Navigating Crisis: Insights from Two Product Managers

The COVID-19 pandemic shifted the world’s social and economic landscape completely. Seemingly overnight, the way we work, purchase, and socialise went virtual. To withstand the crisis, businesses have had to respond quickly. For teams working on customer or employee-facing products, today’s reality has required an intentional focus on understanding and adjusting to the associated changes in user behaviour. An effective product manager is accustomed to adapting to changing trends and user requirements, but these trends typically emerge more steadily and predictably over time. In contrast, the changes brought by COVID-19 were sudden, fundamental, and widespread.

For product managers and product owners confronting this volatility, we’ve distilled a few key steps to ensure your solutions are configured to adapt to, and become stronger through, the changes:

1. Rediscover your users

Your primary focus should be on finding and meeting the needs of your users. Now that these needs may have changed, it is vital to “rediscover” them. Daily routines, hobbies, and norms of interaction will have shifted, and you will be designing for new or altered personas, both during and beyond the pandemic.

Your pre-COVID-19 customer data may no longer be relevant, and gathering new insights is likely to be more challenging in the current environment. To address these challenges, consider looking laterally at data from other countries or organisations that have been facing these challenges for longer. Initially, you will be working with imperfect information, but you can iterate and improve on what you build as new data becomes available. Start with the following questions:

  • How has user behaviour changed?
  • Are you targeting the right customers?
  • Could your product meet the needs of new customers?

2. Rally around a new vision

Once you have rediscovered your users, your vision for your product will likely change. It would be difficult to jump straight into reprioritising your backlog without knowing what your ultimate goal is. You’ll benefit over the long term from dedicating time upfront to focus your team around your new purpose and the outcomes you want to achieve. Involving everyone in the process will fuel openness, understanding, and ownership, all of which are accelerators of delivery. With the right vision re-established at the start of the crisis response, rebuild your roadmap around new user outcomes that will shape the products you deliver. Consider the following questions:

  • Is the vision of your product still appropriate for your rediscovered users?
  • Is your new product vision aligned to broader organisational priorities?
  • Are your outcomes focused on the long term or just a response to the current crisis?
  • What are the opportunities to enhance or complement your products to address the new ways customers use your products (e.g., services or delivery)?

3. Update and reprioritise your stories

Use the insights gathered from rediscovering your users, your new vision, and short-term roadmap to review your product backlog. What once may have been a priority feature or user story may no longer hold true. Given the economic headwinds of COVID-19, prioritise the features that deliver the most value at minimal cost. You may find that you can pivot parts of your product to meet a new user need. Among the questions to consider:

  • What user needs are still being met?
  • What changes in user needs and behaviour are likely to continue after the pandemic?
  • What parts of your product can you pivot to meet those key new user needs, and how quickly can you spin them up?
  • Is your roadmap still right, and does it address both short- and long-term implications?
  • Are barriers that kept you from meeting an elusive user need in the past no longer present?

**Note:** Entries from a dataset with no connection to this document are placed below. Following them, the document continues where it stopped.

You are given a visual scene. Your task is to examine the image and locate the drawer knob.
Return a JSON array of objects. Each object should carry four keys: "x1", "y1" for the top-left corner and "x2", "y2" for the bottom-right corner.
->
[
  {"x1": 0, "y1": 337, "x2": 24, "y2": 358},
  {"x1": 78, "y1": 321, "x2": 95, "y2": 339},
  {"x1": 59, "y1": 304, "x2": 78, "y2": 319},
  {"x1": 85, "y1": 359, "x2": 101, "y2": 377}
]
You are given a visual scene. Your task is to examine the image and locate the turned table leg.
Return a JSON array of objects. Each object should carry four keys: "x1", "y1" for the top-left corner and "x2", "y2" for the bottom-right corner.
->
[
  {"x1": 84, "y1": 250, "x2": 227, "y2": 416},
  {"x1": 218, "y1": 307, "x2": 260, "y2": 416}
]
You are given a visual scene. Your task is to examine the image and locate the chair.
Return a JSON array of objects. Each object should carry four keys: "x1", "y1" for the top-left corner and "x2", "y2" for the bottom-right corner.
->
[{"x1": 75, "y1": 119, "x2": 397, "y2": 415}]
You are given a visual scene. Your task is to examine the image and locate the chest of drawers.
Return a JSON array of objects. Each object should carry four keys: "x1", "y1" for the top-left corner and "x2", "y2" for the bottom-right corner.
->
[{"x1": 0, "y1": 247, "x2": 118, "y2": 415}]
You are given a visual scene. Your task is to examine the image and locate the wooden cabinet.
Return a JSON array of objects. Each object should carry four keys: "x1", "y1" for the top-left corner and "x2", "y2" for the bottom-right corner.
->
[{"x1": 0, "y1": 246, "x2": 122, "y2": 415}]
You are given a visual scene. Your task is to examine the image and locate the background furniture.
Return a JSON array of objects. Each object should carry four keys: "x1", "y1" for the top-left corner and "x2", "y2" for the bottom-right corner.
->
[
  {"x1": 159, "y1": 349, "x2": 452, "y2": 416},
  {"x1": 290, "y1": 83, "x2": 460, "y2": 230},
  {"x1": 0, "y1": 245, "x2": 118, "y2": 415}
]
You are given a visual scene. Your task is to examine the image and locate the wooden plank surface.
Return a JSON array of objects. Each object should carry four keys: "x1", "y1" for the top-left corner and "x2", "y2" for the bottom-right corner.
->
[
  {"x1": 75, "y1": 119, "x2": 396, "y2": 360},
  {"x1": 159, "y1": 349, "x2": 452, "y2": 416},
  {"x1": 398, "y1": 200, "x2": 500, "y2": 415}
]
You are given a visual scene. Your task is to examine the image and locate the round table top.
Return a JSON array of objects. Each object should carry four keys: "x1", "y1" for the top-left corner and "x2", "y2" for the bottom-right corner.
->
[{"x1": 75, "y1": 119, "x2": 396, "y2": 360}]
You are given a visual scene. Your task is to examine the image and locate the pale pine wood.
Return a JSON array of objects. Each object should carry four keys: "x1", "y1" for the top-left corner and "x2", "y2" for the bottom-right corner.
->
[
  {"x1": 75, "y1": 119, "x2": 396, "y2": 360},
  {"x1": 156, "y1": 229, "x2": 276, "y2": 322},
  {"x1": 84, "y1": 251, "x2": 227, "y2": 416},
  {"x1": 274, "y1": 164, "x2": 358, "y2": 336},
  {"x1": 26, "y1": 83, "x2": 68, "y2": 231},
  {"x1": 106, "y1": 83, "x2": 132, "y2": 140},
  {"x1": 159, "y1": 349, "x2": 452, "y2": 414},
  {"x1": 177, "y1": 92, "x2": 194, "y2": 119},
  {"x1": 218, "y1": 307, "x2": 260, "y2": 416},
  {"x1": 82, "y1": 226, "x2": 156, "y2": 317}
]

4. Act quickly: Speed is of the essence

When launching a new product or releasing new features, you typically have a control process in place to ensure that the release meets certain criteria. Given the speed of changes underway, however, it is worth reassessing your governance and release process to see whether they are slowing the delivery of value to customers—then adjust as needed.

As you reassess your control processes, involve stakeholders from throughout the organisation, including project managers, and consider the following:

  • Where could you streamline governance?
  • Does your organisation have a true experiment-and-fail-fast philosophy? With imperfect user information, now is the time to foster one if you don’t.
  • Where is your control process onerous, and where could you reduce thresholds for approval?
  • Can you move from a minimal “lovable” product to a minimal viable one, then iterate and improve?

5. Revisit the service wrapper and distribution processes

Finally, evaluate the service wrapper around your product, such as logistics, channel buying behaviour, marketing, and inventory management. In the U.K., for example, supermarkets have booked delivery slots months in advance and are prioritising slots for vulnerable people using data provided by the government. In this environment, with most of the population staying close to home, marketing on large billboards would be a redundant strategy.

To uncover meaningful insights related to your service wrapper and distribution process, the key is to work cross-functionally, drawing on learnings from other functions to understand the potential impact on your product. This way of working will allow you to revitalise the service offering for your customers based on their new circumstances.

With such a significant shift in user behaviour, we anticipate that the trends we observe today will continue beyond the pandemic. Failing to adjust to the new consumer landscape will leave products vulnerable and potentially redundant. Instead, by focusing on your users and vision, stories, control processes, and service wrapper, you can begin to adapt now, positioning your organisation to realise new opportunities in the post-pandemic world.